At least one reviewer said her children LOVED it. I’ll take that at face value, and I’ll generally assume that this movie is as fun and charming and engaging for young kids as it was for me. If anyone has evidence to the contrary, though, please let me know, as I understand that I write from a limited point of view.
Roger Ebert said of the film, “It’s wonderful and never even seems to try” (Ebert, 8/13/2009). This has become a standard feature of Miyazaki’s films: they provide an easy transition into their strange narrative worlds, and they always seem to play out with an organic unity, so the viewer feels that they’ve been taken on a journey, not walked through a program. With such an easygoing talent at the helm, a film like Ponyo may be mistaken for something childlike, rather than what it is: a visionary artist harnessing emotional forces that penetrate to the most childlike part of you.
My argument, here, is that Ponyo is a great piece of art (the more I think about it, the more it may be my favorite Miyazaki film), brilliantly executed to act on the most primordial human impulses. I think we can agree that there are certain emotional forces that are rooted more deeply than our daily financial/sexual/social/intellectual concerns. These forces precede even idealized concepts like romantic love, personal politics, jealousy, and revenge. After all, those are all built upon rather mature complexes, like possessiveness and self-image.
Ponyo goes past these psycho-social glitches and touches the deepest emotional places in our souls. The oceans around Sosuke’s village represent the fear and lure of the unknown, the void that we all associate with depthless, endless bodies of water. In the face of the storms and waves, the tremors of nature’s rage, Sosuke has a shelter, his little house on a cliff, where his mother puts him to sleep at night. Shelter is one of the deepest emotional instincts we have (ask Gaston Bachelard in The Poetics of Space), and the power of the mother-figure is another (ask Jean-Jacques Rousseau and Sigmund Freud).

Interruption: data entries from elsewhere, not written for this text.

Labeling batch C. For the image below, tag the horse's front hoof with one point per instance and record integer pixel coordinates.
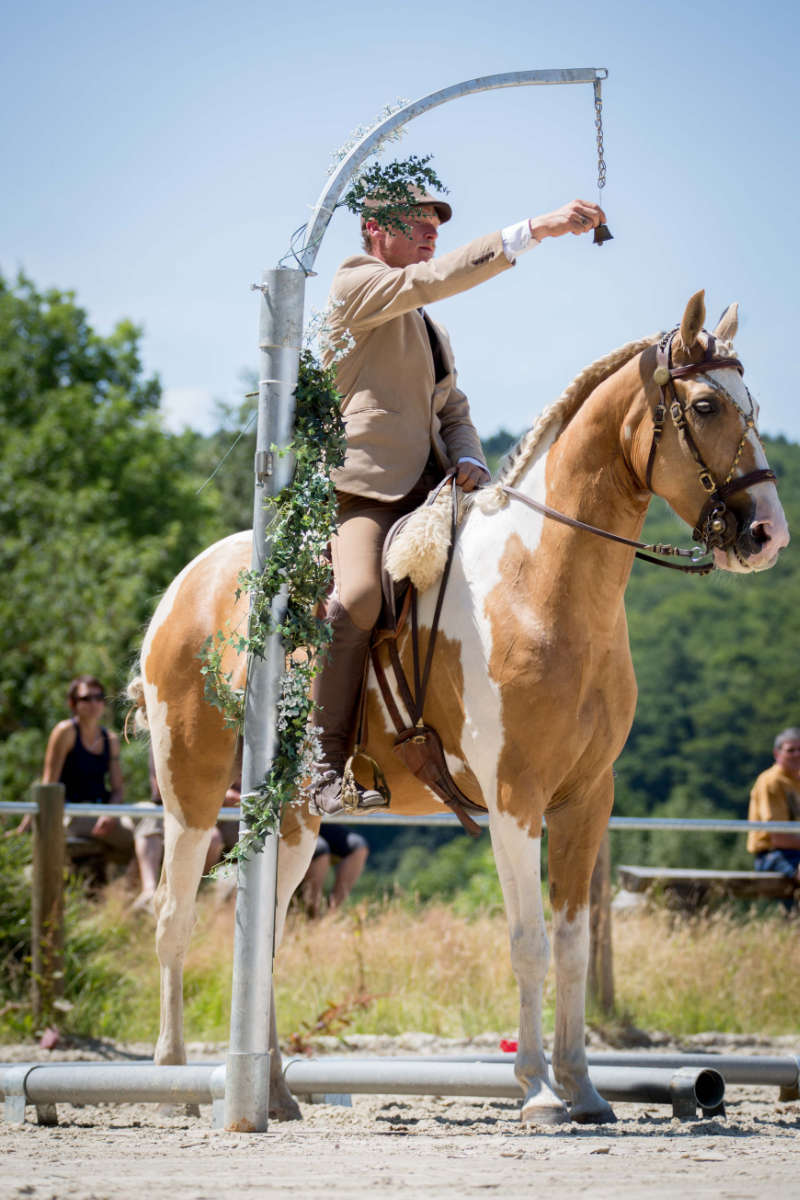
(543, 1108)
(546, 1115)
(602, 1115)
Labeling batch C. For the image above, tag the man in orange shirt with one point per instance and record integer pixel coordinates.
(776, 797)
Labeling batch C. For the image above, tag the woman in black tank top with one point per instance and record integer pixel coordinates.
(84, 756)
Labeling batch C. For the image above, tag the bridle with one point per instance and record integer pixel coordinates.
(716, 525)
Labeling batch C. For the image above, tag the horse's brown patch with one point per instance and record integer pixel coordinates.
(202, 751)
(560, 733)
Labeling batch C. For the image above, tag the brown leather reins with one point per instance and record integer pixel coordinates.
(417, 744)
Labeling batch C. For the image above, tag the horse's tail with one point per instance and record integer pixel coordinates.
(134, 691)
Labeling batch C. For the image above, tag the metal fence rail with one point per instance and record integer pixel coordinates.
(705, 825)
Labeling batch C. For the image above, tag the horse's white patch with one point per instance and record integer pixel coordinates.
(571, 955)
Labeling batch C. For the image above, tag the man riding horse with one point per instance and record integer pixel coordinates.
(407, 424)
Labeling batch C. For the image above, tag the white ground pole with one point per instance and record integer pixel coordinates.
(280, 339)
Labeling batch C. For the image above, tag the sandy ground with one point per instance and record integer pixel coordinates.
(403, 1149)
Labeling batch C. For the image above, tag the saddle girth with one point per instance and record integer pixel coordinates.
(417, 744)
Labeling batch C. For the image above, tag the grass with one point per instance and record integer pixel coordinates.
(392, 969)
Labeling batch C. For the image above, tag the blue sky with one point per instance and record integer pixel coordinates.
(157, 156)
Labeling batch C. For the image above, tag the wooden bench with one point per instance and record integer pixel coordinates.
(696, 886)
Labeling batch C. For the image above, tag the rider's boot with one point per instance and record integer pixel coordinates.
(335, 693)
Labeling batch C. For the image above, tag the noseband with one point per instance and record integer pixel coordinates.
(716, 526)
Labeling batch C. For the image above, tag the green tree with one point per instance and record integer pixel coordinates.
(97, 505)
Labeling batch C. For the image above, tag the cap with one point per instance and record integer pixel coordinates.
(420, 198)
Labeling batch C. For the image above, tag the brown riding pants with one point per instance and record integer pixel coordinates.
(362, 526)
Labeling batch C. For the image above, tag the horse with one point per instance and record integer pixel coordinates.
(533, 690)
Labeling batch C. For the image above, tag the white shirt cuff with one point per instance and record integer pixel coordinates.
(517, 239)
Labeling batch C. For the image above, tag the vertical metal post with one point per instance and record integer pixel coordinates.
(247, 1069)
(47, 900)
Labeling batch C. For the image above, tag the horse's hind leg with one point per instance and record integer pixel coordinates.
(575, 832)
(185, 851)
(518, 862)
(298, 840)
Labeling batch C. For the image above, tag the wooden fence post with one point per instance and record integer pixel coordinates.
(47, 900)
(601, 965)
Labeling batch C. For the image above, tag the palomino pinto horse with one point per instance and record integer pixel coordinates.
(533, 689)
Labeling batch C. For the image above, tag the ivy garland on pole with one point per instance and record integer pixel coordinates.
(287, 597)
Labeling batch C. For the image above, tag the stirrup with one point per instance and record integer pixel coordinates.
(356, 797)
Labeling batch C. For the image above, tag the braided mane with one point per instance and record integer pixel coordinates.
(563, 409)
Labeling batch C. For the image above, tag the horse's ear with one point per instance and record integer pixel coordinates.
(693, 319)
(726, 330)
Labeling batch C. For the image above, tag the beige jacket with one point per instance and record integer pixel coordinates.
(394, 409)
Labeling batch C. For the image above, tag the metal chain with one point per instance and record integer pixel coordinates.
(599, 127)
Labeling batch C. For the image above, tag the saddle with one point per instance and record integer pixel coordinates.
(417, 744)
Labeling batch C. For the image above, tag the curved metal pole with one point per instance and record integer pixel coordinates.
(246, 1101)
(332, 191)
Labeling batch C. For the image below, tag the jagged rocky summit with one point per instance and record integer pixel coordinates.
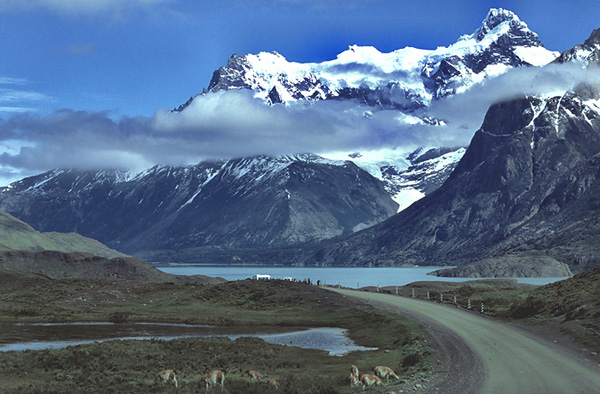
(526, 189)
(259, 202)
(404, 80)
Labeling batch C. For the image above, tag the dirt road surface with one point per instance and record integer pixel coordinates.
(477, 354)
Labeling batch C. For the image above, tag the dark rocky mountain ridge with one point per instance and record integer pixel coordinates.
(527, 186)
(243, 203)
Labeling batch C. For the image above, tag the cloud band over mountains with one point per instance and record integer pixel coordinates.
(231, 124)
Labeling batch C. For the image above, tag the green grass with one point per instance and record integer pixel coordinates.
(130, 366)
(17, 235)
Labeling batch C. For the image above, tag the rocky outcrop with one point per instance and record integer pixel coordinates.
(260, 202)
(528, 182)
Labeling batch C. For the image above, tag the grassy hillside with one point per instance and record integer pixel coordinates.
(130, 366)
(17, 235)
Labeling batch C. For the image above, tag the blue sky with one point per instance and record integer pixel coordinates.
(132, 57)
(86, 83)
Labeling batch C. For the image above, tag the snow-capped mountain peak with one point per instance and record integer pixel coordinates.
(498, 20)
(502, 42)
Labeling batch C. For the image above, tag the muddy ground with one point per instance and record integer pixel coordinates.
(130, 366)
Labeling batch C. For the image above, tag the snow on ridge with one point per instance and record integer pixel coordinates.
(361, 66)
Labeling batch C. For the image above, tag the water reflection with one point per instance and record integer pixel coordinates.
(39, 336)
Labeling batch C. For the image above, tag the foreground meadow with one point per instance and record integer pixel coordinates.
(131, 365)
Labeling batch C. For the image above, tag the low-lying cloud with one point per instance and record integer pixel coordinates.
(235, 124)
(78, 7)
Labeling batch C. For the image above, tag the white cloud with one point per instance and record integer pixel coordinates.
(235, 124)
(79, 7)
(19, 100)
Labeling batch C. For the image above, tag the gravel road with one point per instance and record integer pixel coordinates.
(477, 354)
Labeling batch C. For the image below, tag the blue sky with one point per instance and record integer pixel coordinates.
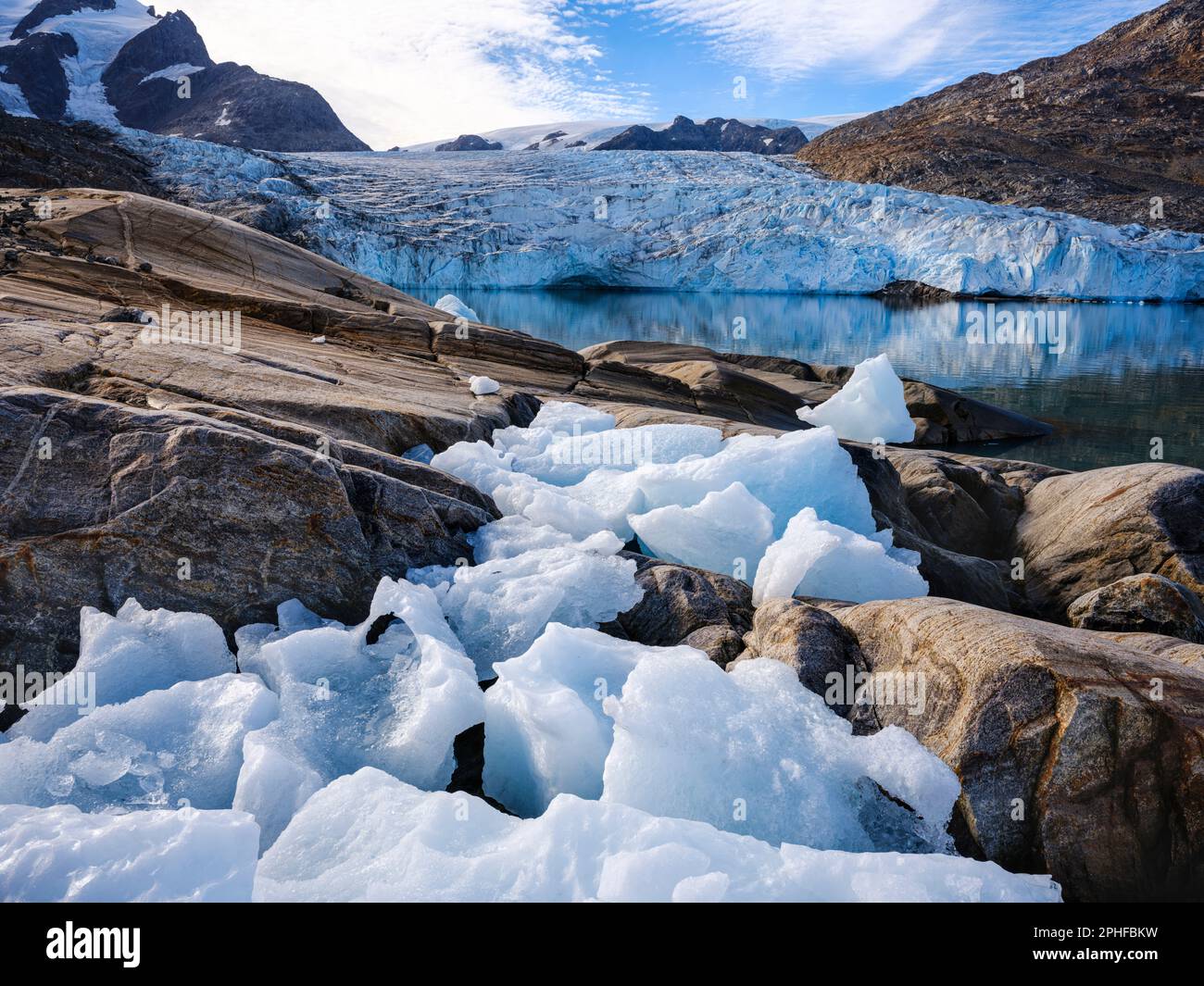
(405, 71)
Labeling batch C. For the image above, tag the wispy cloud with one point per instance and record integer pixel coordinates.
(401, 72)
(790, 40)
(405, 71)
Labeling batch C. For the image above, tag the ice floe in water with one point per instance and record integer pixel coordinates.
(868, 408)
(457, 308)
(370, 837)
(641, 773)
(793, 501)
(61, 854)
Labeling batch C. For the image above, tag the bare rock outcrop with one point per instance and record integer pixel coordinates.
(1142, 605)
(1083, 531)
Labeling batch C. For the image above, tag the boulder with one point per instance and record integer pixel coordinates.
(1083, 531)
(1142, 605)
(103, 502)
(682, 602)
(811, 642)
(1079, 755)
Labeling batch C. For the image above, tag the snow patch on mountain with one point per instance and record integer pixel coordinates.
(99, 35)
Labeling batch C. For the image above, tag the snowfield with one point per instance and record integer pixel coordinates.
(681, 220)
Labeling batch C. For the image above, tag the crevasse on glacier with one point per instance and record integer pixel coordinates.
(682, 220)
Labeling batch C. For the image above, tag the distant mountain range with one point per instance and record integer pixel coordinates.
(715, 133)
(117, 63)
(1112, 131)
(586, 135)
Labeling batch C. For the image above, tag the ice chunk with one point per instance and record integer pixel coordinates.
(396, 704)
(483, 385)
(124, 656)
(545, 728)
(801, 468)
(754, 752)
(51, 855)
(369, 837)
(723, 530)
(512, 536)
(457, 308)
(814, 557)
(565, 457)
(183, 743)
(422, 453)
(870, 407)
(497, 609)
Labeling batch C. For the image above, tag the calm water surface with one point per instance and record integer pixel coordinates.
(1124, 375)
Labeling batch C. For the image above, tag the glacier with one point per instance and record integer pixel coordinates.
(370, 837)
(670, 220)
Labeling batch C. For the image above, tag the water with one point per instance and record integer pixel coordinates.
(1126, 376)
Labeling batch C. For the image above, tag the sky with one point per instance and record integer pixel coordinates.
(406, 71)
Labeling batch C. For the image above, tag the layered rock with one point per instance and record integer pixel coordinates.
(1142, 605)
(1078, 755)
(1082, 531)
(689, 605)
(769, 392)
(104, 502)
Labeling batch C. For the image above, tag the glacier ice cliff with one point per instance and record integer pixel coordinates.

Finally, Ponyo herself represents an inescapable force for Sosuke… the force of compassion and companionship, which precedes all its mutations (romantic love, sexual love, and friendship), and which ushers in a host of other deep-seated emotions: responsibility (“I know it’s a big responsibility…”), regret (“I wonder if Ponyo is crying, too”), and hope for the future (“I’ll leave this pail for when she comes back”).
In this mission, Miyazaki is following in some very traditional Japanese footsteps. In his art, we can see references to woodblock prints and Sumi-e paintings of cliffs, mountain roads, violent seas, and fish. These paintings capture the full force of the scene in just a few brush strokes, and they resonate in a deep emotional place for the sensitive viewer. Miyazaki’s work should do the same thing, and if you’re open to it, you should feel the same sort of effect.
Miyazaki is an artist of the highest degree, and though his work may not touch all the keys of the intellect, it tugs at the strings of the soul. I hope history comes to remember this film as fondly as I already do.